A new system could be used to rectify the “serious issues” that arise from individuals with varying levels of expertise assessing academic work or grant applications.
The system, developed by mathematicians at the universities of Warwick and Coventry, works by using an algorithm to take into account different scores that each individual on an assessment panel gives a piece of work as well as the competency of each assessor.
It is hoped that the algorithm could be used to make fairer decisions about funding, such as those in the research excellence framework for example, by reducing potential biases.
Many types of decision in academic life are made by groups of people who sit on panels. These decisions could be related to which proposals secure research funding, who is the strongest applicant for an advertised job, or which work gets a four-star rating in the REF, for example.

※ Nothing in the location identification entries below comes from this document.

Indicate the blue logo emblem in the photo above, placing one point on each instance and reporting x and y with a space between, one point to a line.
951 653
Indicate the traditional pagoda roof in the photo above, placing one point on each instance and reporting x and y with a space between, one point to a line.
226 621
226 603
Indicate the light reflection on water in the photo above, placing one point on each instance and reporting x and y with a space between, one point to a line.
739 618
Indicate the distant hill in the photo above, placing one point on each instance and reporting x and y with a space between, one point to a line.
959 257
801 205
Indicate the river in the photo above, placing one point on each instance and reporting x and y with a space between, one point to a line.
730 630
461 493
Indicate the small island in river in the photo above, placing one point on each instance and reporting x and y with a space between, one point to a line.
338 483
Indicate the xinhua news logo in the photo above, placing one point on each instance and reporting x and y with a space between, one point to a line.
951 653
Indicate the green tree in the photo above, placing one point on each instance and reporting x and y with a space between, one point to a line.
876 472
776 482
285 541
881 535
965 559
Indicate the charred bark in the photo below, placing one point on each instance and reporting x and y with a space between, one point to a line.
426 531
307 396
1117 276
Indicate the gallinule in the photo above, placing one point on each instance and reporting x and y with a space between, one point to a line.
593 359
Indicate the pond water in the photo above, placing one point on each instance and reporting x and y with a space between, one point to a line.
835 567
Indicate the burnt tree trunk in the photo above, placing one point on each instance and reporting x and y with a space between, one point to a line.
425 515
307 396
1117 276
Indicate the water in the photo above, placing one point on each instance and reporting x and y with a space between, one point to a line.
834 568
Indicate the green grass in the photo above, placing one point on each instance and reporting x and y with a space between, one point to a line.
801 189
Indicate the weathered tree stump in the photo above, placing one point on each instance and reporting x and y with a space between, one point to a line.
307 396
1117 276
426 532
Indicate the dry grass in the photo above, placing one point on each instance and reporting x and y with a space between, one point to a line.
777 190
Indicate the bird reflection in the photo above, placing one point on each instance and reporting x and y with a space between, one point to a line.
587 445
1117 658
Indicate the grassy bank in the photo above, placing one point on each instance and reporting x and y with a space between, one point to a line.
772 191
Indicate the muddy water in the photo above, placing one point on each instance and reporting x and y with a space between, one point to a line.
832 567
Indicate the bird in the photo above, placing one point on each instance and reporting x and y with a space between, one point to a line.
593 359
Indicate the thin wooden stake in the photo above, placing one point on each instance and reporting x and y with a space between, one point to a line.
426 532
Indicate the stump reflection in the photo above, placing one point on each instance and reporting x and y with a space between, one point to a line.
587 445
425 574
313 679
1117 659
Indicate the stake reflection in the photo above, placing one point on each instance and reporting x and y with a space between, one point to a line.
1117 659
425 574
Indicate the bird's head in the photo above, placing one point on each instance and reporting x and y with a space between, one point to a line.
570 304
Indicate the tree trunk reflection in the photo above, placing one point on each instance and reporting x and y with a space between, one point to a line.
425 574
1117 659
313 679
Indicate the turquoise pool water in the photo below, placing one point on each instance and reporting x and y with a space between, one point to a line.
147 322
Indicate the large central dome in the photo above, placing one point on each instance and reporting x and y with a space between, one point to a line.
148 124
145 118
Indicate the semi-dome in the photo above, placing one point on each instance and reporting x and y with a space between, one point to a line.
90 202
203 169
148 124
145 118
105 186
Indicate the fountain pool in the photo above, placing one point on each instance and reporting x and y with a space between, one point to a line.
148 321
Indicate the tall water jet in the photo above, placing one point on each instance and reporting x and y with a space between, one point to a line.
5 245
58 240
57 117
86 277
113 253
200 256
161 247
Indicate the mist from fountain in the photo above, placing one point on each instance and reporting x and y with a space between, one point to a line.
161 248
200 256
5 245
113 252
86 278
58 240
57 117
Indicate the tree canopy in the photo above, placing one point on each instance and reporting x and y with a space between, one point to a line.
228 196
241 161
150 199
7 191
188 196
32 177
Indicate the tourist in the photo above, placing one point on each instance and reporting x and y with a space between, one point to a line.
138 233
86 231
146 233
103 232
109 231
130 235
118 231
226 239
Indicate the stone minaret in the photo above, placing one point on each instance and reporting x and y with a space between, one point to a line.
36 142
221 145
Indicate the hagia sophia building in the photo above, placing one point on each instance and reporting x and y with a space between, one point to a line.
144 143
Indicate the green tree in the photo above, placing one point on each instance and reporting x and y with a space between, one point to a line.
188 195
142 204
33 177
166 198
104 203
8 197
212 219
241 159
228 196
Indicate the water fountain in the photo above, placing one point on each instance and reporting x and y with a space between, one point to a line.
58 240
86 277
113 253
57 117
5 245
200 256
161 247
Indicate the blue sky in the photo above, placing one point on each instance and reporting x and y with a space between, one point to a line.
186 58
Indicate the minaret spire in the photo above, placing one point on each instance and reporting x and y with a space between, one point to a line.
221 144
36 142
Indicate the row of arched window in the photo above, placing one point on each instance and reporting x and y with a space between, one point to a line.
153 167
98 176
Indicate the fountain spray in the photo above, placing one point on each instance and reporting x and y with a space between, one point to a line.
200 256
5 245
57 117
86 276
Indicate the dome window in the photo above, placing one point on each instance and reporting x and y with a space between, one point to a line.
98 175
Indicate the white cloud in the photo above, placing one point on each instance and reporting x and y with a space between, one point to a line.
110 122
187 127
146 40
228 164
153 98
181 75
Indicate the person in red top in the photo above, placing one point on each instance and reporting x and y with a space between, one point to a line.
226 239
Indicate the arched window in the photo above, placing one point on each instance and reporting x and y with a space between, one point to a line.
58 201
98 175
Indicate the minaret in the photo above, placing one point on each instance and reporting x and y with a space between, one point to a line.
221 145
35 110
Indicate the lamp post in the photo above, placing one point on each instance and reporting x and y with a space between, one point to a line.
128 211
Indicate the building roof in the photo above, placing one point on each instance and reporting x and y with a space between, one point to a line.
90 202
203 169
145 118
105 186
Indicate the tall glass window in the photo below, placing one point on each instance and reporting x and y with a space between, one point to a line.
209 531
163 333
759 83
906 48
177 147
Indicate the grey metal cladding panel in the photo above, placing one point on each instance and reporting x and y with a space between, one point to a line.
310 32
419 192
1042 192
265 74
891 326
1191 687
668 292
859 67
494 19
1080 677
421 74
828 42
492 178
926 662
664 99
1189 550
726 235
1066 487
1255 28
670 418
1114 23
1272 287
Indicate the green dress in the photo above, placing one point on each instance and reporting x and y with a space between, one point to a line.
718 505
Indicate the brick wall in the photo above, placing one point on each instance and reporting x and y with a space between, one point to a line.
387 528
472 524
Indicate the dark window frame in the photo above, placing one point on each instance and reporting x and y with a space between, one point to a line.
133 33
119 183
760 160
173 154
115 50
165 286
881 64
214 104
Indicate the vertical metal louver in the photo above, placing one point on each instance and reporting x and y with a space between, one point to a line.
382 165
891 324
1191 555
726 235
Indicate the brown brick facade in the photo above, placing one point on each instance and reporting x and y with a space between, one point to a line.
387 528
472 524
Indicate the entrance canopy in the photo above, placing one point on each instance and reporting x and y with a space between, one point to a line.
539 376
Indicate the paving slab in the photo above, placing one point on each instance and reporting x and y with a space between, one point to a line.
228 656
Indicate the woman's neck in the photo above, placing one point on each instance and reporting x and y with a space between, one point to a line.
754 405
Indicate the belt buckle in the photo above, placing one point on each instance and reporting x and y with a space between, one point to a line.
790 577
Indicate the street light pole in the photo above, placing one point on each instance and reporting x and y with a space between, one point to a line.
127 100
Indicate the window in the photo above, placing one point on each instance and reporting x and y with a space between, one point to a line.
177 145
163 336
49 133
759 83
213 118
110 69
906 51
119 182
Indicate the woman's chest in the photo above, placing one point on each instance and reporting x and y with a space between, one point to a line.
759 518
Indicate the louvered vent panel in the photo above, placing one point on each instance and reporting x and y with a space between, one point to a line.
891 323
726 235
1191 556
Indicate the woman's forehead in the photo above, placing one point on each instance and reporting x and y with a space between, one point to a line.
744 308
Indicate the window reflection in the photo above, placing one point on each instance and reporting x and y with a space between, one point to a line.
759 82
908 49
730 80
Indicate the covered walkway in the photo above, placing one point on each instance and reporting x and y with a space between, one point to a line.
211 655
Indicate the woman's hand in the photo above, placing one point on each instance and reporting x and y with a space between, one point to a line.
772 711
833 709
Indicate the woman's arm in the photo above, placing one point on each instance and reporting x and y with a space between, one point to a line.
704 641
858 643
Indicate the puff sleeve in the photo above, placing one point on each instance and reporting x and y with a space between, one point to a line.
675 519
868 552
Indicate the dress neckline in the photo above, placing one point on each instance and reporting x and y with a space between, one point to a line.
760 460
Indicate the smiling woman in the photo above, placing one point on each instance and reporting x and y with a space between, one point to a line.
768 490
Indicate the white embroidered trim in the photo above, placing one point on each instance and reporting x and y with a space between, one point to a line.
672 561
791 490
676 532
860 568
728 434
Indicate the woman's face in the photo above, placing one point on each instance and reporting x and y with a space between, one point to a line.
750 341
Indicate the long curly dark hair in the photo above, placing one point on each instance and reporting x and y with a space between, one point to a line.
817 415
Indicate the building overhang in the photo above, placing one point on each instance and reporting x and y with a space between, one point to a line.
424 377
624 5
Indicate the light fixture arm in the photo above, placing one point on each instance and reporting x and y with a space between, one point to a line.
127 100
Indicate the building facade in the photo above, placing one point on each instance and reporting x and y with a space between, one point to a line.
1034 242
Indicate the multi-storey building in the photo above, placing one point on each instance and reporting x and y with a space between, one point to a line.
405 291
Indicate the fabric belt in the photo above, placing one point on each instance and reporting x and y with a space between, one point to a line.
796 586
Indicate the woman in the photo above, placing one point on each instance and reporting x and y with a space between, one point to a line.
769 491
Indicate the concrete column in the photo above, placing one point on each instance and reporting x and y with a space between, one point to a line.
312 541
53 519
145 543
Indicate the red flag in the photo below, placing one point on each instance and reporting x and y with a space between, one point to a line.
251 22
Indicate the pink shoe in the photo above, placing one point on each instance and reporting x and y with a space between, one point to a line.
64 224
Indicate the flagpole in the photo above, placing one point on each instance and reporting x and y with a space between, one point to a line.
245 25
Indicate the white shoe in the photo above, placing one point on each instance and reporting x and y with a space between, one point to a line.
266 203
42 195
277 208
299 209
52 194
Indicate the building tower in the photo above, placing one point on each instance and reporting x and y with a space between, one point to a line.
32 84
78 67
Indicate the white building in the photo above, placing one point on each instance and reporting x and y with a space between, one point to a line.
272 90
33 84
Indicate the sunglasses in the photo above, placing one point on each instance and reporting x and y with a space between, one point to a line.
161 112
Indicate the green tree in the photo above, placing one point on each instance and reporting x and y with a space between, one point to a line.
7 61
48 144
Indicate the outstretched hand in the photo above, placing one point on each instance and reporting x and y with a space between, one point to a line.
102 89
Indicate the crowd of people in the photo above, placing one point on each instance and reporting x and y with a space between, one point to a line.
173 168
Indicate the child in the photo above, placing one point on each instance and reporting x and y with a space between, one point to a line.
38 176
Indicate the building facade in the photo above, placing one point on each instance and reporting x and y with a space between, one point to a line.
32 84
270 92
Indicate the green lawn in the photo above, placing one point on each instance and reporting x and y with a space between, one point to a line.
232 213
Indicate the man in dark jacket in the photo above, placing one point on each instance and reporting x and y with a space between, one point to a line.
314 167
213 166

Often panels dish out the applications for assessment between themselves as there are too many for each person to read them all. So each application may get looked at by only two or three assessors. The scores from each individual assessment are then brought together and averaged so that a joint decision on quality can be made.
But Robert MacKay, professor of mathematics at the University of Warwick, argued that each person will likely assess the same application differently. One person may mark something higher or lower than someone else, and another may be more experienced in the particular field of the application so their opinion should carry more weight. These issues can introduce bias into the averaging process, he told Times Higher Education.
“This [was] a serious issue for example with the [2008] research assessment exercise, and now the REF,” he said. The decisions made during these assessment exercises are important because they dictate, in part, how much funding universities secure.
To get around the potential unreliability of the judgement process, Professor MacKay and colleagues created the algorithm, known as “calibrate with confidence”, that was published in the journal Royal Society Open Science this month. It takes into account the differing standards of each person on an assessment panel and asks panel members to rate the confidence they have in their scoring of each proposal.
As part of their research, the group verified their new method by rerunning a previous assessment of funding proposals. In the original exercise, 44 proposals were assessed with scores ranging from 75 to 87, and 13 proposals secured funding.
Professor MacKay and colleagues found that after using the calibrate with confidence method, only six of the projects that did secure funding would still have been approved, while seven other proposals ranked high enough to secure the money.
The algorithm could act as a “decision support tool” to flag up occasions where potential biases are present, Professor MacKay said.
He added that, so far, the method has not generated any enquiries from the Higher Education Funding Council for England, which administers the REF, but that the mathematics panel of the Engineering and Physical Sciences Research Council had expressed an interest in using it.